The design phase includes the selection of the components we saw in the previous chapter.It is important for a supplier who wants to be the single point of contact for industrial refrigeration to develop collaborations with its own reliable partners to guarantee the quality of the individual elements to the end customer. All in a harmonious integration of tailored solutions and auxiliary coolers.

Transportation and installation of the system includes both the main chillers and accessory components, relieving the customer of any worries about plumbing connections or other technical operations.

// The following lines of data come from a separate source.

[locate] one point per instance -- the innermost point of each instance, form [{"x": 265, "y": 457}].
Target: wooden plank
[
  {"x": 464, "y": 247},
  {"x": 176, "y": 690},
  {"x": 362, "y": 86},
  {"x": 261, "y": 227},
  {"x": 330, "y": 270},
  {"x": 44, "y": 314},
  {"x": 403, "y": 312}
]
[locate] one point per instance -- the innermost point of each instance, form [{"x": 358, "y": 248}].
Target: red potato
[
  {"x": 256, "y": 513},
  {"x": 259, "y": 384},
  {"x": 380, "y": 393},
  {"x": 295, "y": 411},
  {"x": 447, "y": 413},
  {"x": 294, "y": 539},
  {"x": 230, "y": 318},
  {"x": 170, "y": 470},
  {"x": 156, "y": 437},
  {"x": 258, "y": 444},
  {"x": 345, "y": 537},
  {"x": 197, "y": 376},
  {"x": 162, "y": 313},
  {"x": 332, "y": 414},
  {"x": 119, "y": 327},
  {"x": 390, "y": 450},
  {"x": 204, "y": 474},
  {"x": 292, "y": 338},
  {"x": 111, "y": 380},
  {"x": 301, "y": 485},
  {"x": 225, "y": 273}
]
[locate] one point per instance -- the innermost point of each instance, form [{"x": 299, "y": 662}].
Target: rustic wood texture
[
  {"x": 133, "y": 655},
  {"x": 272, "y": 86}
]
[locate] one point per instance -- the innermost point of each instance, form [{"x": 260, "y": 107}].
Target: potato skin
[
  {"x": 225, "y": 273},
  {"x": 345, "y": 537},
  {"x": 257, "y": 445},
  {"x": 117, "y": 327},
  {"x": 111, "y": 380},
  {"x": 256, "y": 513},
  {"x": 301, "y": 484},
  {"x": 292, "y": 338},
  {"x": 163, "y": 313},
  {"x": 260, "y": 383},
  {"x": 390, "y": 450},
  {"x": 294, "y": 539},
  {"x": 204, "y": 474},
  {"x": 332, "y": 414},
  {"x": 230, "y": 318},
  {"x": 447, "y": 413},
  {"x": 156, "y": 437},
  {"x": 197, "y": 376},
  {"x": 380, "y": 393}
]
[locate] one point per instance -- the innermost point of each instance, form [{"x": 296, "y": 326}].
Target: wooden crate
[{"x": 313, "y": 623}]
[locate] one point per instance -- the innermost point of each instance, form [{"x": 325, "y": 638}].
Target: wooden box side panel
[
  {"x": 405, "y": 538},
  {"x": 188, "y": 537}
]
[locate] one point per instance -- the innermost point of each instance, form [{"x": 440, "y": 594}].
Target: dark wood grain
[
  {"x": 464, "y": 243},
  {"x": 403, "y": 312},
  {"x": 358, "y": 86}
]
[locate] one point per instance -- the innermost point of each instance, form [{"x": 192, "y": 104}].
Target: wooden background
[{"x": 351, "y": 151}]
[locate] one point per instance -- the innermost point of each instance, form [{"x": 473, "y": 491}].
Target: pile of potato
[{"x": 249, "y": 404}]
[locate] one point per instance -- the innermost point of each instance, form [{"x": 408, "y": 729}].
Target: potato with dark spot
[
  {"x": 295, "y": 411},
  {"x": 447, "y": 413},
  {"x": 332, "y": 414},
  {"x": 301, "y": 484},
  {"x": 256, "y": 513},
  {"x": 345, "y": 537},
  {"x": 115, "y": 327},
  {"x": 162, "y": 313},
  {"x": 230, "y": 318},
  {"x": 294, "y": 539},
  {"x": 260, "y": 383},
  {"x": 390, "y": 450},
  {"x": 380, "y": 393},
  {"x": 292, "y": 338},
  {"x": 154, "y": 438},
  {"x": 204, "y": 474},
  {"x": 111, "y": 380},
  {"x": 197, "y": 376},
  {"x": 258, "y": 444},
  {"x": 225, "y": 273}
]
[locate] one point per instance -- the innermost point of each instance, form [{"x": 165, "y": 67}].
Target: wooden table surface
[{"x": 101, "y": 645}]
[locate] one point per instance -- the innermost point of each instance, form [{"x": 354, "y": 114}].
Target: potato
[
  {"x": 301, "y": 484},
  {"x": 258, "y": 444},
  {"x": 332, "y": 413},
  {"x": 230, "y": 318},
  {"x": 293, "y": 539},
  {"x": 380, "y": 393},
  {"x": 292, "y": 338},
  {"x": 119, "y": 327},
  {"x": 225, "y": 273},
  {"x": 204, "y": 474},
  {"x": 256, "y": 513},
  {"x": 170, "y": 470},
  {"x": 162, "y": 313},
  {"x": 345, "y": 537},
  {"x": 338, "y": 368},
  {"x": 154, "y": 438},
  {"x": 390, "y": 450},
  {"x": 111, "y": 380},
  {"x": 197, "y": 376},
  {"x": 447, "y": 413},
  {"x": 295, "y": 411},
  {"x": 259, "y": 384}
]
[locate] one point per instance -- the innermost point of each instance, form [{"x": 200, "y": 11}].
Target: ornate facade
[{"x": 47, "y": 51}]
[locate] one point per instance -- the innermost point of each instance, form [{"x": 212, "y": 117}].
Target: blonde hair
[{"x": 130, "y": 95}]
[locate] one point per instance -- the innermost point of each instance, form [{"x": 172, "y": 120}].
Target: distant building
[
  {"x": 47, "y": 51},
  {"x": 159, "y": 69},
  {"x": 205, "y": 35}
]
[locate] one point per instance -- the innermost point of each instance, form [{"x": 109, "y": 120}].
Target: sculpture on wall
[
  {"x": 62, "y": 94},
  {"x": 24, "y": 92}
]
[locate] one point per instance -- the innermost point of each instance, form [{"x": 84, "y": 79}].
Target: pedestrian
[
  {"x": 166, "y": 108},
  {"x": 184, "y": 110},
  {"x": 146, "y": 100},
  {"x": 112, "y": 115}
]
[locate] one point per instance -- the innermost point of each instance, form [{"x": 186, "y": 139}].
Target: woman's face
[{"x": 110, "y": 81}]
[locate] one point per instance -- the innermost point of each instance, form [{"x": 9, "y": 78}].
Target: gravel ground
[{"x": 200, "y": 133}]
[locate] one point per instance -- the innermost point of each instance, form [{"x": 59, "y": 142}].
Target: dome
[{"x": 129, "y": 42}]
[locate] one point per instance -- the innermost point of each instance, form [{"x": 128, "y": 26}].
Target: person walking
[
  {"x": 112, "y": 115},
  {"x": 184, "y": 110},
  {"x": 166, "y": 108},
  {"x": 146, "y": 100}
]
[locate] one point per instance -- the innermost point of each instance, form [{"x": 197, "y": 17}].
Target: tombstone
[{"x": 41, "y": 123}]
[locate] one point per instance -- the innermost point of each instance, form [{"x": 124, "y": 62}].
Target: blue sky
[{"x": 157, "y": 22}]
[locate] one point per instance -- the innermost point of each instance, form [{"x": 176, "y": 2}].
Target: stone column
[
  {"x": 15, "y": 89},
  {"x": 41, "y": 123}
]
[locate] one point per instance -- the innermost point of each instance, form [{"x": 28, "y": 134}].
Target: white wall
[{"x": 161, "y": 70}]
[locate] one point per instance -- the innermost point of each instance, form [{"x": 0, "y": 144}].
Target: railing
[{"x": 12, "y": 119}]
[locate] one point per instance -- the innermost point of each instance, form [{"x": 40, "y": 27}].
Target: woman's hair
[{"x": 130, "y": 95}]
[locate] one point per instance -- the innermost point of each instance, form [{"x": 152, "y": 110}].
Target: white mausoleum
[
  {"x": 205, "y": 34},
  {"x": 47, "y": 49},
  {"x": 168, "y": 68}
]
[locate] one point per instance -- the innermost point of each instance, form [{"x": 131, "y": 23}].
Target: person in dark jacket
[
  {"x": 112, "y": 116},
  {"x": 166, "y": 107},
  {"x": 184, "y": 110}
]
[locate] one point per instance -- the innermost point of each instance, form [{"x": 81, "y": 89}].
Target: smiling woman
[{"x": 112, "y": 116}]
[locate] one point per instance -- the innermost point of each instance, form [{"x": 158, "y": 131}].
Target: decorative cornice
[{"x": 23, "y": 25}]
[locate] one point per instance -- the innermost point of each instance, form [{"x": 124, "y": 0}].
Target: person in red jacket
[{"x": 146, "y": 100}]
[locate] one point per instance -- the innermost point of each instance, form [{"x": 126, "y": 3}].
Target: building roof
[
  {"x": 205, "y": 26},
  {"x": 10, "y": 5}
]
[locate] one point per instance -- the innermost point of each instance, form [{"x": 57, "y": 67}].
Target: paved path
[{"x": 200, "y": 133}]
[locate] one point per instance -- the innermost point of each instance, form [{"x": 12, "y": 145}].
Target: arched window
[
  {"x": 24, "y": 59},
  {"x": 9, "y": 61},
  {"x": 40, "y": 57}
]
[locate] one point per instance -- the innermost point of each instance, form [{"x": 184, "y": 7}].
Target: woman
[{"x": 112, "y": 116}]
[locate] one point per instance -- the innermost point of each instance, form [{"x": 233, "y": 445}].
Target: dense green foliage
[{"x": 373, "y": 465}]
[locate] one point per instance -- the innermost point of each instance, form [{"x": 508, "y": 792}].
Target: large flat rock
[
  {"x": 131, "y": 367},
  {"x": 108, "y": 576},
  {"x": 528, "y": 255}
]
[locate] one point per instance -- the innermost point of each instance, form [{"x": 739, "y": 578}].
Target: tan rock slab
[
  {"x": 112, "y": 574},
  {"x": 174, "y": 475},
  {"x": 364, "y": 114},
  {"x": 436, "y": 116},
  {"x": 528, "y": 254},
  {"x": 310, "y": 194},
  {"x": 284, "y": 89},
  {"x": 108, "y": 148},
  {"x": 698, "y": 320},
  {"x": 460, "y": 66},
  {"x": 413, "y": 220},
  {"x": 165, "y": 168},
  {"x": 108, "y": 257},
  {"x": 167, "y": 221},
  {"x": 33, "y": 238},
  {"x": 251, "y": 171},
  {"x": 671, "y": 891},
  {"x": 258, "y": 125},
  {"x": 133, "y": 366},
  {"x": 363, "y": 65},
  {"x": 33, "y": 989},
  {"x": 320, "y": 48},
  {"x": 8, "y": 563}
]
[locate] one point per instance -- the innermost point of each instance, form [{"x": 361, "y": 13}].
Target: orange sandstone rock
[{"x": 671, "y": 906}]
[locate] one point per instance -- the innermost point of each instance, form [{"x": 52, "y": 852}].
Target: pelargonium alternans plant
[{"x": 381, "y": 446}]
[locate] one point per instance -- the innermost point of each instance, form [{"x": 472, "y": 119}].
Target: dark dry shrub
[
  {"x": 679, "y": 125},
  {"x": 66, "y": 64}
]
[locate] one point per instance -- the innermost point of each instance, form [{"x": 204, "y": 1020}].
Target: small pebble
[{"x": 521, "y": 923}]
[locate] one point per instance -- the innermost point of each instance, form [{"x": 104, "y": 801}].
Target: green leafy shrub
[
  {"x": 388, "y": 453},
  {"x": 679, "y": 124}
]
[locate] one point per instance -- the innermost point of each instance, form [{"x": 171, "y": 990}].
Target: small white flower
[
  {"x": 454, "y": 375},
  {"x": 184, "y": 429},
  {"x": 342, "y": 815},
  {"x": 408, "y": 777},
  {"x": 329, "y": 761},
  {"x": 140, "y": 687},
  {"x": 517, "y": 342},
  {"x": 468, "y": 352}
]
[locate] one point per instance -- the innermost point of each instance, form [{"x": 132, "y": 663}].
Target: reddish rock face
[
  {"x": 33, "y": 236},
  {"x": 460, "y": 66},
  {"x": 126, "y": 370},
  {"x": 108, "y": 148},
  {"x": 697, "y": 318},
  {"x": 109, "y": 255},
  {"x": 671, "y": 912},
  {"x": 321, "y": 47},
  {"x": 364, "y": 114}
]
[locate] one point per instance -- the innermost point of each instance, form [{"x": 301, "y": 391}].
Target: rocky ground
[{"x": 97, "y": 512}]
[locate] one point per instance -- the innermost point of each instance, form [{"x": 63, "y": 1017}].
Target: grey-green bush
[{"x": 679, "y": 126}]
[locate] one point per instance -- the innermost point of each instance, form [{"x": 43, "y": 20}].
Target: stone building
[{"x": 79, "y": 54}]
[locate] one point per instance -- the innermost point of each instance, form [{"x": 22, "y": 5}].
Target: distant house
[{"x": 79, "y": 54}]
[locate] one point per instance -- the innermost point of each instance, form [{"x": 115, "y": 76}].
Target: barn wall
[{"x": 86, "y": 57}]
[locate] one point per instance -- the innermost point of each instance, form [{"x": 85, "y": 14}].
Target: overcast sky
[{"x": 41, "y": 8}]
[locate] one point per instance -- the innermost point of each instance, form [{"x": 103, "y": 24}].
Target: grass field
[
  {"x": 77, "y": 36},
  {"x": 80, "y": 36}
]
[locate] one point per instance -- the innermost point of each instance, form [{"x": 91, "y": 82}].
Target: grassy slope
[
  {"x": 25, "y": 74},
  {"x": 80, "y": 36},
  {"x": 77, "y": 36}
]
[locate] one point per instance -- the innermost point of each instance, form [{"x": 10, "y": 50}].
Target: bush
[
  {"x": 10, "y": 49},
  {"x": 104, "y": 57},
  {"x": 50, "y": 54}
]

A single point of contact, a turnkey solution provider, takes care of the entire process.

Before commissioning, it is only right that each component is tested, verifying its performance, integration with electronic systems, and proper configuration of control panels, including the remote management system.

Eventually, the system is ready to support the customer’s production cycle. Once started up, the refrigeration system works autonomously, leaving the customer with the peace of mind to focus on his or her core business until it is time for scheduled maintenance.

6. Conclusion

Industrial refrigeration plant an essential part of many industries, and choosing the right solutions can significantly improve production efficiency and reduce operating costs.

Whether it’s a chiller or a complete refrigeration system, it’s important to rely on industry professionals to design, install, and maintain the system: best, as we’ve seen, with a reliable and knowledgeable partner to play the role of single point of contact.